Marginalia enlists the varied talents of Toronto Artist Emily Cook, Ottawa Artist Sarah Hallman and Montreal artists Richard Rossetto and Bettina Forget. Bettina Forget's series “The Weather Diaries” uses both subtle tonal variations and hand written notations to journal day to day environmental conditions. Both of these recording methods employ codes likely unfamiliar to the viewer. Neither the meteorological symbols, old Germanic script or delicate hues of water colour convey a readily available message. We are left to imagine the contents of a foreign lexicon, to unravel the artist's personal formal language and to attempt to glean the relationship between the two. Ottawa artist, Sarah Hallman's work evokes an atmosphere of day dream with the distinct flavour of a childhood work book. Animals, some of them pets and some of them woodland creatures, make appearances. Loosely inscribed fauna and various insignia amble about their natural habitat, the familiar red and blue lines of ruled note paper.(Check out Sarah's Music at http://www.myspace.com/sarahhallman)
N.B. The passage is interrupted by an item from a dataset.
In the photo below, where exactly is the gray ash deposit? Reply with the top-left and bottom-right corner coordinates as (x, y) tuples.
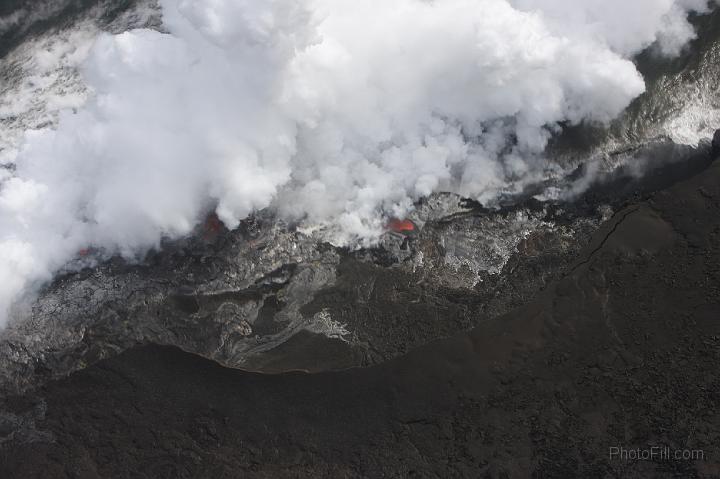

In the work of Richard Rossetto and Emily Cook sinuous lines and biomorphic forms have taken over the picture plane entirely. In Rossetto's automatic drawing, the half conscious and half seen have become the main event. Figures and alphabetical characters emerge from tangled forests of blind contour. Some of his drawings remaining largely abstract while others unfurl into dim dream like landscapes. In Cook's work another tool favoured by the Surrealists to plumb the depths of the unconscious is employed. Her pulp paper paintings tell tales of Greek mythology. A book and paper maker, Cook is well versed in the relationship between images and text, but also the very stuff of which the page is composed. Fibres of flax and hemp take on the quality of shapes in the clouds and the viewer becomes a sky gazer, wondering if they have gleaned the image's true identity, or projected their own imaginings.